In a letter to the Judicial and Bar Council (JBC), the Dusit Nikko Chapter of the APL- and IUF-affiliated National Union of Workers in Hotel, Restaurant and Allied Industries (NUWHRAIN) vehemently opposed the inclusion of Associate Justice Conchita Carpio Morales in the list of candidates for the position of Ombudsman.
The group’s intractable opposition to her nomination as Ombudsman is based on the palpable and consistent anomalies with regard to the case of the 92DusitThani Hotel Workers, who are now seeking justice against the decision of the Supreme Court Second Division on G.R. No. 163942 dated November 11, 2008 or commonly known as “The Dusit Case”.
While Justice Presbitero Velasco was the ponente, Morales was among the five (5) Associate Justices who rendered the decision on the abovementioned case against the 92 former Dusit Hotel workers. The decisionof the 2nd Division, has in fact turned topsy-turvy the customary concepts of a strike, which – as any new union member who had undergone a basic labor seminar knows and as any law student who attended labor law class knows – is very much different from a picket. The Velasco ruling is clearly a form of “judicial legislation,” because the SC in effect, amended the statutory definition of “strike” when it deemed the shaving of one’s hair to amount to an “illegal strike”!
More than 20 labor federations and unions intervened in the case and repeatedly filed motions for reconsiderations because of the implications of this sordid decision of the Second Division. It is, in fact, expressly stipulated in Article VIII, Section 4 (3) of the 1987 Constitution, which says that when there’s a doctrinal or constitutional issues involved, it must be reviewed or resolved by the Supreme Court en banc.
The ILO Committee on Freedom of Association wherein the DusitThani Hotel case was one of the 8 cases investigated by the ILO High Level Mission in September 2009, in its 358th report dated November 2010, found that the Philippine Government violated ILO Conventions 87 and 98, to wit:
“862. The Committee considers that…generally, a strike is a temporary work stoppage (slowdown) willfully effected by one or more groups of workers. In the present case, while shaving their heads, the employees had not stopped working. The Committee considers that equating the mere expression of discontent, peacefully and lawfully exercised, with a strike per se results in a violation of the freedom of association and expression.”

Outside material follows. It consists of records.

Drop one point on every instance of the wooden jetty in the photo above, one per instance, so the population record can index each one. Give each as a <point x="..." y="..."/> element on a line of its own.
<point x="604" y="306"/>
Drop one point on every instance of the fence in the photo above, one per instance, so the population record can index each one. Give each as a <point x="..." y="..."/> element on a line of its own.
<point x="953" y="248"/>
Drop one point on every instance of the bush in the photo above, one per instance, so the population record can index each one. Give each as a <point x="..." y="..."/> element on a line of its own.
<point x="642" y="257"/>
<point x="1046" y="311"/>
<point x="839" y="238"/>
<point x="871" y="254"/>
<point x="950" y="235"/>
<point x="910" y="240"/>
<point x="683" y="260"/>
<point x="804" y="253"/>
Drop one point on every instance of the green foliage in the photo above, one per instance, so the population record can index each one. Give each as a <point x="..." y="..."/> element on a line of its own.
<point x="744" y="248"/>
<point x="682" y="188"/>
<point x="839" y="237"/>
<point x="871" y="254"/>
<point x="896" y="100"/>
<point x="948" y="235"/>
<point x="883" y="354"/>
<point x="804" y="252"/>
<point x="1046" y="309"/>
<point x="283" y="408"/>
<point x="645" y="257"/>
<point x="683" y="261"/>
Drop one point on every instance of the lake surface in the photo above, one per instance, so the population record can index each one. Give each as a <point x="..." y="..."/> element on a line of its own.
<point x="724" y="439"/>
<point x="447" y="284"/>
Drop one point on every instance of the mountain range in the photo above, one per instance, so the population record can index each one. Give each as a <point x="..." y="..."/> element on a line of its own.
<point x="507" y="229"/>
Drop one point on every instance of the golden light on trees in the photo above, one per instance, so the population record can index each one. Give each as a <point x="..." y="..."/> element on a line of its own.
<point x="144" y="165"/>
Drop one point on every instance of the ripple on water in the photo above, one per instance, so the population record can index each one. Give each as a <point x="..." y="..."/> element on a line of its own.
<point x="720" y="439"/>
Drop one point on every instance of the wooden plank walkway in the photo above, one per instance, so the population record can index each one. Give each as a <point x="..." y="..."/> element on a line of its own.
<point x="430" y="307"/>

Justice Carpio-Morales and the rest of the 2nd Division refused to rule on that fundamental issue, even as the same was brought to her attention many times-at the risk of the lawyers being held in contempt.
She approved the February 9, 2009 Resolution denying the Motion for Reconsideration even though the Second Division was not validly constituted for lack of one member. Associate Justice Ruben Reyes retired on January 2, 2009 and his replacement had not been designated as of February 9, 2009.
The Minute Resolution dated February 9, 2009 included Associate Justice Ruben Reyes as one of the justices who decided on the Motion for Reconsideration even if he retired a month earlier on January 02, 2009. Division Clerk of Court Ludichi Yasay-Nunag later admitted that Justice Ruben Reyes did not participate in the approval of the Resolution as the latter already retired. There is no doubt then that said Resolution is null and void because there was no Second Division to speak of. The Constitution requires the Supreme Court to sit in a Division of five.
Despite repeated Motion for Reconsideration and raised in issue the validity of the February 9, 2009 Resolution for lack of a fifth member, again just like the earlier constitutional issue, the Second Division REFUSED TO DECIDE on the issue.
Her participation in the assailed resolution casts a shadow of doubt on Associate Justice ConchitaCarpio Morales integrity and competence which the position of the Ombudsman requires and demands! said Larry Javier the Vice President of NUWHRAIN-DHNC.
Javier further stated she had countless opportunities to address this issue. Apparently, she saw no reason to address a fundamental constitutional issue, even one which destroyed the livelihoods and throw away the years of service by ordinary workers and one which threatens that of many workers other than those from DusitThani Hotel.
A Supreme Court Justice who cannot understand that four (4) is less than five (5) should not be allowed to become an Ombudsman.
A Supreme Court Justice who refused to recognize the fact that January 2, 2009 actually occurred before February 9, 2009 should not be allowed to become an Ombudsman!